Another FDA official said that Advair and Symbicort were safe
to be used by adults, but that Serevent and Foradil should not be given to
asthma sufferers aged 17 or younger.
Director of the division of pulmonary and allergy products
at the federal agency Dr. Badrul A. Chowdhury informed that banning the meds
would be an extreme measure which could prompt people to appeal to other drugs
that were as risky as the aforementioned four, adding that the death risk the
latter posed was a small one.
The FDA has announced that the following week, on Wednesday
and Thursday, they would be assembling a committee to shed light upon the
disagreement that has arisen between their officials.
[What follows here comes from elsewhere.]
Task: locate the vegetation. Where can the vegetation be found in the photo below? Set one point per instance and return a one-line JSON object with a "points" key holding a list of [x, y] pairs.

The Advair drug registered sales of $6.9 billion last year,
while this year it could come to bring in profit amounting to $8 billion, which
would make it one of the biggest-selling drugs in the world, as well as GlaxoSmithKline’s
top-selling medicine. The latter company is also the one marketing Serevent,
which has produced revenue of $538 million in sales in 2007.
As for the other two asthma drugs, Symbicort and Foradil,
they are sold by AstraZeneca and Novartis, respectively.
Currently, approximately 9 percent of the prescriptions for Advair
are issued to asthma sufferers age 17 and under, according to GlaxoSmithKline.